By Domenic Alessio
May 21, 2010
Given that empire remains a wide-ranging and hugely influential phenomenon it is surprising how little academic attention has been directed towards it. Those few texts that do examine the processes by which empires gain power tend to focus upon the most obvious method, conquest. Yet there remain a surprising number of alternative strategies for expanding, including: marriage, voluntary associations, invitation, awards by outside bodies, and indirect control. These examples all presuppose, however, that empires are state-led. Yet states are not the only empire-builders - religious organisations and trading companies all established empires of their own. But there is one other method by which imperial states could expand and which has been overlooked: they could purchase or lease land.
This is particularly true of the history of the United States. In fact, the method of empire by purchase rather than war could explain why that nation is not often considered to be an imperial power. Thus, the United States invasion of Florida is still referred to as 'The Florida Purchase'! Similarly, following the invasion of Mexico and the 1848 Treaty of Guadalupe Hidalgo, in which $15 million was awarded to Mexico for its lost lands (a territory encompassing twenty times the area of land taken from Germany after Versailles), the Whig Intelligencer, a leading paper, commented, 'we take nothing by conquest.'
In spite of these overt acts of violence followed by purchase, there are instances also of the United States expanding through purchase alone. Examples include the Louisiana Purchase of 1803, the Gadsden Purchase of 1853, and the obtainment of Alaska in 1867. Nor was the US the sole power to expand in this manner. In 1870, just after Confederation, the newly evolved Canada took control of the former Rupert's Land for £300,000. This was an immense portion of territory encompassing 1.5 million square miles that had belonged to the Hudson Bay Company.
Similarly, empires can lease territory, although the extent of this land is usually small. However, size isn't everything, as evident in the role that Hong Kong played in British expansion. A comparably important history of leasing territory occurred with Portugal's involvement in Macau. And although both Hong Kong and Macau have returned to Chinese control, this practise of imperial rental has not come to an end. Today Diego Garcia and Guantanamo continue, albeit controversially, to be leased.

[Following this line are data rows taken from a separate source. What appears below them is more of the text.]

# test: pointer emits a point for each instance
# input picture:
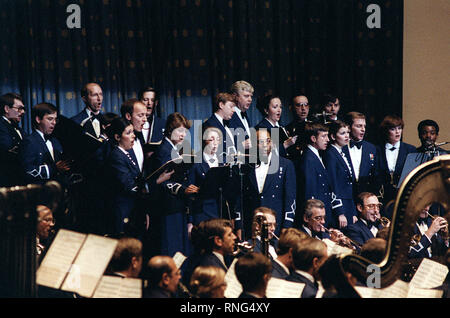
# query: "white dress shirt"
(356, 155)
(392, 155)
(261, 173)
(316, 152)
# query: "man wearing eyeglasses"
(12, 111)
(367, 225)
(300, 110)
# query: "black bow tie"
(422, 220)
(99, 117)
(358, 144)
(139, 136)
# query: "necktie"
(139, 136)
(358, 144)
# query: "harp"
(428, 183)
(18, 220)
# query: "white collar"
(307, 275)
(282, 266)
(396, 145)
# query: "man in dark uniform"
(90, 118)
(12, 111)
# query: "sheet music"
(59, 258)
(280, 288)
(90, 265)
(334, 249)
(118, 287)
(424, 293)
(430, 274)
(234, 287)
(179, 259)
(399, 289)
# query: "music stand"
(214, 182)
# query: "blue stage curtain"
(192, 49)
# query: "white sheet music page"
(430, 274)
(59, 258)
(118, 287)
(281, 288)
(179, 259)
(90, 265)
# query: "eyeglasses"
(19, 108)
(374, 206)
(48, 220)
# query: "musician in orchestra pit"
(300, 111)
(163, 277)
(135, 111)
(271, 108)
(428, 131)
(362, 155)
(12, 111)
(243, 93)
(432, 243)
(283, 265)
(90, 118)
(314, 220)
(270, 183)
(308, 255)
(40, 154)
(340, 172)
(367, 226)
(253, 271)
(270, 217)
(153, 130)
(45, 224)
(224, 108)
(126, 261)
(392, 155)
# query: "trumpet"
(342, 240)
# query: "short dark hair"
(148, 89)
(174, 121)
(427, 122)
(263, 103)
(313, 129)
(250, 270)
(212, 228)
(126, 249)
(156, 267)
(40, 110)
(390, 121)
(8, 100)
(117, 127)
(128, 106)
(304, 253)
(288, 239)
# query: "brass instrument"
(428, 183)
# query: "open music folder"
(76, 262)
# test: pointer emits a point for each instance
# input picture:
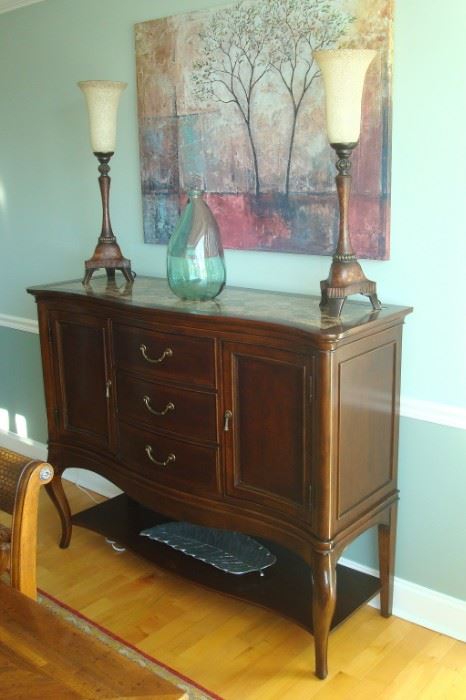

Empire by purchase or rental, like the acquisition of property in a Monopoly board game, remains, therefore, a neglected but highly successful strategy for a state to extend its political sovereignty. In terms of North American history, this process of expansion remains significant for three reasons. Firstly, the combined land purchases made by the United States and Canada dwarf the Pax Romana. Secondly, these North American territories remain intact. And thirdly, so successful were these transactions in becoming faits accomplis that they have been overlooked as imperial strategies in western historical memory.
Yet there is one further reason to draw attention to this process of expansion: variations are still occurring. Multinational corporations (MNCs) are copying the precedents initiated by early modern business organisations such as the Hudson's Bay Company. They are buying swathes of property for long-term profit in land-rich countries. Benetton has become one of the largest landowners in Argentina, and Daewoo was negotiating a ninety-nine year lease on over a million hectares in Madagascar. Political states are becoming involved with this new global 'scramble' too. The President of the United Arab Emirates is considering the procurement of land in Kazakhstan, whilst Libya has secured some 250,000 hectares in the Ukraine.
While the buying and letting of land by MNCs or states might result in less bloodshed than the more conventional techniques of imperial invasion, there are long-term considerations that need to be considered. Monopoly Imperialism is, as a result, a colonial process that while seeming to have disappeared under the historical radar remains one of the most powerful determiners of the modern world's political landscape. Consequently, imperial history has implications not only for understanding the past but also for communities of peoples across the globe engaging with the present.